Tutorial 7.1:  Ten Atoms of Lennard-Jonesium:  Energy Minimization

INTRODUCTION: 

      "Energy minimization" refers to molecular mechanics algorithms aimed at reducing the potential energy of a collection of atoms. In this tutorial, you will examine two common minimization algorithms, steepest descent and conjugate gradient.

     You will carry out a series of minimizations on different configurations of ten atoms of Lennard-Jonesium in two dimensions. The tutorial is limited to two dimensions, because this makes it very easy to examine the structures. (In two dimensions, the spherical atoms look and behave like disks.) We use Lennard-Jonesium, because the minimum energy structure is the configuration that maximizes the number of interatomic contacts. In the optimum configuration in two dimensions, two LJ atoms have one contact, three atoms have three contacts, and four atoms have five contacts (figure at right).

PREDICTION: 

     What is the minimum energy configuration of ten LJ atoms in two dimensions? From the discussion in the previous paragraph and the figure, you can see that you can tackle this problem by using ten coins on a table. Explore this conformational space and see if you can figure out what the optimum configuration of ten LJ atoms is. Draw a sketch of what you believe to be the optimum structure.

     Count the contacts. In this tutorial, you will use an energy function that gives E = -1 kJ/mol for each ideal contact. The energy of a configuration with c contacts is thus predicted to be -c (kJ/mol). The predicted energies of the ideal conformations for the cases shown in the figure above are given in the table at the right. (N is the number of atoms.) There is also a space for you to enter your prediction for the energy of the optimum conformation of ten atoms of Lennard-Jonesium.

SETUP AND RUN FIRST SIMULATION:

     Create a new folder for your work on this tutorial.
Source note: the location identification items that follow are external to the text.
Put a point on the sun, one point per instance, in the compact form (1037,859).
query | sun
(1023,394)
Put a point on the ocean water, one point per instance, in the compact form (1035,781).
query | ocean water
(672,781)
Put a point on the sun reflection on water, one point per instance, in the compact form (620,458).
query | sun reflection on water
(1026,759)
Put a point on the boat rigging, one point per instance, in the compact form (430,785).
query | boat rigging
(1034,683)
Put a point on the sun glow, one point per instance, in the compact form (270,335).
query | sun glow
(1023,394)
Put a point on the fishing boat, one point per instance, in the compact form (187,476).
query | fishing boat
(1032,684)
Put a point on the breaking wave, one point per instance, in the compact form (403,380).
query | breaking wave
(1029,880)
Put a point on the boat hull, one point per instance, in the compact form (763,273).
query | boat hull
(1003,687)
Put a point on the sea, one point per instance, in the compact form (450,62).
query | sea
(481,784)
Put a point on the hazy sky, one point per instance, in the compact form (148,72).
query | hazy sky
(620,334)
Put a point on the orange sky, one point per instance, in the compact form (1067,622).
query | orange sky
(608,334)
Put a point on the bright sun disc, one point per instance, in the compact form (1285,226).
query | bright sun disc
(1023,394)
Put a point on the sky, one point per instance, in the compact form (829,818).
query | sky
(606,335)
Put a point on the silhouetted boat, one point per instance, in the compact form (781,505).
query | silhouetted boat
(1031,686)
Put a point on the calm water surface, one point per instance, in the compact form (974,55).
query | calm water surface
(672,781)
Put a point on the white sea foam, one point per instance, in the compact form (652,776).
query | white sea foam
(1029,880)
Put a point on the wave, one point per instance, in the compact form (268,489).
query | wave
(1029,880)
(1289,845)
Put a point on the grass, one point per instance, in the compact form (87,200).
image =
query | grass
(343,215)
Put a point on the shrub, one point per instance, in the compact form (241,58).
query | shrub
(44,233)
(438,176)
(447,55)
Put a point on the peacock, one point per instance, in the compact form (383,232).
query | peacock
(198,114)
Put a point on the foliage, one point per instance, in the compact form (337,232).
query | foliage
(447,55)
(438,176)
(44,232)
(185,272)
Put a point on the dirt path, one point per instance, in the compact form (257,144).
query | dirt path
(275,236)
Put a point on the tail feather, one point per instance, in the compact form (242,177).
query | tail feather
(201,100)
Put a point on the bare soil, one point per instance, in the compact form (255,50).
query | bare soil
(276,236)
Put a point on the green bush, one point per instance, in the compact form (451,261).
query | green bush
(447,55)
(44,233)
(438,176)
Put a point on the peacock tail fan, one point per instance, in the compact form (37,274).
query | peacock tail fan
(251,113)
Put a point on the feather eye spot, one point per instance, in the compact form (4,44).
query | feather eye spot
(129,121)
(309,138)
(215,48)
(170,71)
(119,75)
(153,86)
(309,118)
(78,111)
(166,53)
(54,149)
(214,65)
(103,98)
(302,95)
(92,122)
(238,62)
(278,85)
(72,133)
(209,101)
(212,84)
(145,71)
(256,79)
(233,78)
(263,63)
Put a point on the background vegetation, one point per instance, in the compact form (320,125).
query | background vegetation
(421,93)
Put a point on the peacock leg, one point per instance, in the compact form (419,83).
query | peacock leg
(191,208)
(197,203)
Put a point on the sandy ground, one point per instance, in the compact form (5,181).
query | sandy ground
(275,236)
     Open Chimera, Launch Sophia, and initiate a new simulation with:

          PDB File: LJ10-2.pdb

          Force Field:   Lennard-Jones

          FF Mod File:  LJ_E0_1.0.frcmod

          Box length:  2 nm

          Non-bond cutoff:  1 nm

     (Click on "Load Universe")

          Recipe...: SD_1000x1_conv_E-6.json

     To run the simulation, highlight the first ingredient in the Sophia Recipe Window – it will turn blue – and click "Run Next Ingredient".
 

     The recipe specifies steepest descent minimization, with the trajectory terminating after 1000 steps or upon satisfaction of the convergence criterion, whichever comes first. "conv_E-6" in the name of the recipe means that convergence is reached when a step produces a fractional change in energy less than one part in 1,000,000.
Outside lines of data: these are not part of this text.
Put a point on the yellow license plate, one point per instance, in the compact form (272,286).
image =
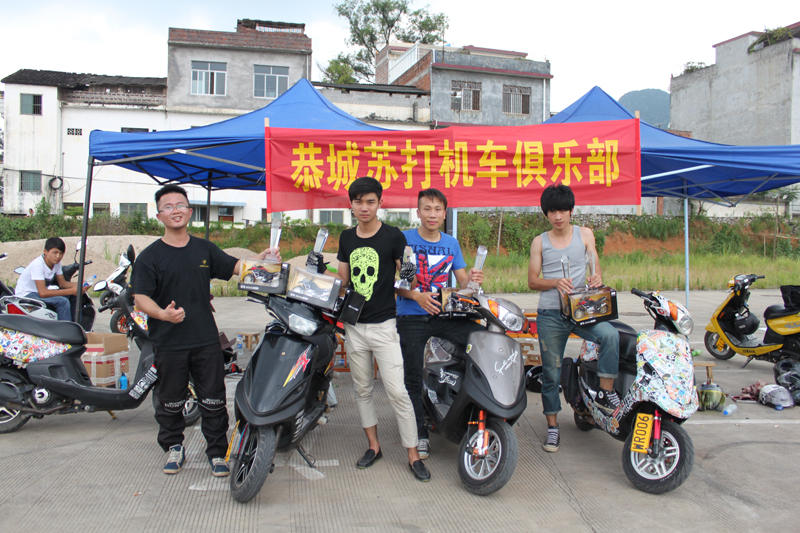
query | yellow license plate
(642,431)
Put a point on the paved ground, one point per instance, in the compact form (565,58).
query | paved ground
(87,472)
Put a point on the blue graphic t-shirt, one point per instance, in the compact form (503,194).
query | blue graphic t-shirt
(435,261)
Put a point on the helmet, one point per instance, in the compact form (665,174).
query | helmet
(711,396)
(776,396)
(533,378)
(785,365)
(747,324)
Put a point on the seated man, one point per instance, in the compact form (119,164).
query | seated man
(44,280)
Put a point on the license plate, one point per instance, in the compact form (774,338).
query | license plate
(642,431)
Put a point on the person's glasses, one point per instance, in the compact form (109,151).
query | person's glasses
(171,208)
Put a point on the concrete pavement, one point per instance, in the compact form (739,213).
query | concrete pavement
(87,472)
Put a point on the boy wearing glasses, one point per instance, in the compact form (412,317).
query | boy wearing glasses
(171,283)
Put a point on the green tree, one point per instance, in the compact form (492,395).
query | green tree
(339,70)
(373,23)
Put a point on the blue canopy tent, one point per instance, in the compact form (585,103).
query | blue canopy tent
(223,155)
(690,169)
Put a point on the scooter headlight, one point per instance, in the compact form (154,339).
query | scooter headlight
(509,314)
(302,326)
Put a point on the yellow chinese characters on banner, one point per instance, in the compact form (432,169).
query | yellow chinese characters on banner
(475,167)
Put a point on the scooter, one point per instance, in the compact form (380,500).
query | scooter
(284,390)
(474,397)
(656,382)
(732,327)
(118,279)
(41,372)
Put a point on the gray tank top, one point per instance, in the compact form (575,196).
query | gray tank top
(551,266)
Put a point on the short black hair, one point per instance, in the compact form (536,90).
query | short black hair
(557,198)
(432,194)
(363,186)
(55,242)
(166,189)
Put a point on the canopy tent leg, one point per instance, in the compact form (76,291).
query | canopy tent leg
(208,205)
(84,231)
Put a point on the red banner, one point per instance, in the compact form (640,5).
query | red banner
(474,167)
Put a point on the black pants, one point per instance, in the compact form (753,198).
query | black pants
(415,330)
(207,368)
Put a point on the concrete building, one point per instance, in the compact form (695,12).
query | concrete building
(212,76)
(750,96)
(470,85)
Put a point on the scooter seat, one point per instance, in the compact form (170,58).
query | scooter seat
(778,311)
(61,331)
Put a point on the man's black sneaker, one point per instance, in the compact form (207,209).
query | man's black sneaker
(553,439)
(607,401)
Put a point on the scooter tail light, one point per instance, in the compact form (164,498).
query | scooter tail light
(12,309)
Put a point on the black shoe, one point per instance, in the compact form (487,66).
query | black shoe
(369,458)
(420,471)
(607,401)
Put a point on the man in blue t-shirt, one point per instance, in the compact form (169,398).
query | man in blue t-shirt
(436,254)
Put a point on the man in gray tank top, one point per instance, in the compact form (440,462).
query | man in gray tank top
(545,274)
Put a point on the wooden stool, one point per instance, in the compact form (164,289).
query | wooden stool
(708,365)
(250,340)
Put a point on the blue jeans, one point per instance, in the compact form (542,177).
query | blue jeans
(61,303)
(554,330)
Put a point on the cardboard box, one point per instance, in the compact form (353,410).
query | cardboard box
(590,306)
(106,358)
(263,276)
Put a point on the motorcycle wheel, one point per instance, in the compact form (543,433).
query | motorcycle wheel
(191,409)
(250,470)
(119,322)
(486,475)
(582,423)
(667,471)
(12,419)
(106,297)
(710,340)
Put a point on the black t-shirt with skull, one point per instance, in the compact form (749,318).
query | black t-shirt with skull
(372,269)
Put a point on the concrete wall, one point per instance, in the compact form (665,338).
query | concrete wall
(240,77)
(744,99)
(492,82)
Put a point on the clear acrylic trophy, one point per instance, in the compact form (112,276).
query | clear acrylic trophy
(274,237)
(480,259)
(408,253)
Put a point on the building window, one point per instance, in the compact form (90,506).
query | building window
(516,100)
(31,104)
(208,77)
(270,82)
(328,216)
(470,93)
(129,210)
(30,181)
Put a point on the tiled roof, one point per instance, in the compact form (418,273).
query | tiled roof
(71,80)
(244,38)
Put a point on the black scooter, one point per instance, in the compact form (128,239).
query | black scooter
(53,379)
(473,397)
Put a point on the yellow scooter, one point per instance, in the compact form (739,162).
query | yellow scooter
(732,325)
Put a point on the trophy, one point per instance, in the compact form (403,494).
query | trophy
(480,259)
(274,237)
(402,283)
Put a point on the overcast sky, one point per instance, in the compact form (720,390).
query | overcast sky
(620,46)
ANALYSIS OF FIRST SIMULATION: 

     Adjust the display so the Chimera window, the Trajectory Viewer and the Energy Plot are all visible. The controls in the Trajectory Viewer allow you to move forward and backward in the simulation.
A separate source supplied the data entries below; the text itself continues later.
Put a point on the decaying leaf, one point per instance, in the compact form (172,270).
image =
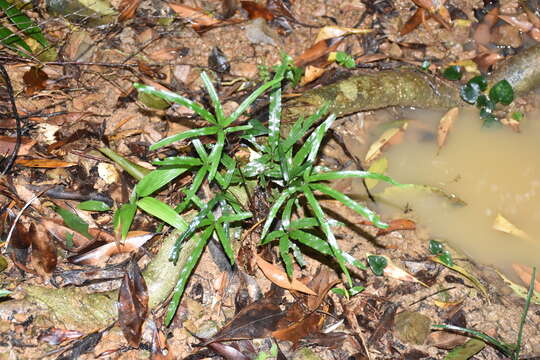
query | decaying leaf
(257,320)
(395,272)
(389,136)
(280,278)
(44,163)
(445,125)
(520,290)
(7,144)
(44,256)
(502,224)
(334,31)
(302,319)
(132,304)
(100,255)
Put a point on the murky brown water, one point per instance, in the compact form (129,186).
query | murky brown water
(494,170)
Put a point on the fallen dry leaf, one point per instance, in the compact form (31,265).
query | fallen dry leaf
(445,124)
(334,31)
(280,278)
(7,144)
(132,304)
(317,51)
(44,163)
(390,135)
(101,254)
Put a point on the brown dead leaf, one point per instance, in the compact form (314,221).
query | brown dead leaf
(518,22)
(44,258)
(257,320)
(132,304)
(445,340)
(482,34)
(319,50)
(35,80)
(279,8)
(44,163)
(525,274)
(19,247)
(7,144)
(418,18)
(334,31)
(55,336)
(127,9)
(389,136)
(445,124)
(397,224)
(101,254)
(280,278)
(256,10)
(302,319)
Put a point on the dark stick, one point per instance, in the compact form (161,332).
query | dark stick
(15,151)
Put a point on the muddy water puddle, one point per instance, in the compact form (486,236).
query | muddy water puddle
(495,171)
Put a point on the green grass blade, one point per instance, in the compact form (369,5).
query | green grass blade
(503,347)
(215,155)
(334,175)
(199,148)
(162,211)
(249,100)
(275,208)
(195,185)
(73,221)
(210,130)
(8,38)
(350,203)
(284,244)
(274,119)
(194,224)
(310,148)
(157,179)
(137,171)
(301,127)
(179,99)
(23,22)
(297,254)
(214,98)
(186,272)
(318,244)
(123,218)
(287,213)
(185,161)
(303,223)
(319,214)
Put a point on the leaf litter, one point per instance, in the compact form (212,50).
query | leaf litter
(104,102)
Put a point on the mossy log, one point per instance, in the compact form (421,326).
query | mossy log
(408,88)
(75,309)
     Play the trajectory and watch both the changes in energy and the changes in atomic positions.  Answer the following questions:

     1.  Count the number of inter-atomic contacts in the final structure.  Does it match your prediction?  If so, does the final energy match your prediction?

     2.  Does the final structure correspond to the global minimum? If not, is the structure at a local minimum?

     3.  Did the minimization satisfy the numerical convergence criterion?

     4.  Based on your answers to the previous three questions, carefully explain in what sense the simulation has converged, and in what sense it has not converged.

OTHER SIMULATIONS:

     1.  Quit Sophia. Then re-launch it and repeat the previous exercise, using the structure in LJ10-3.pdb.

     2.  Comment on the ways this simulation does or does not converge.

     3.  LJ10-3.pdb differs from LJ10-2.pdb by only a small difference in the position of atom 6. Why does the final structure differ so much from that of the previous simulation? 

Once again, this tutorial demonstrates how a relatively small difference in two structures can produce quite large differences in the results of a simulation.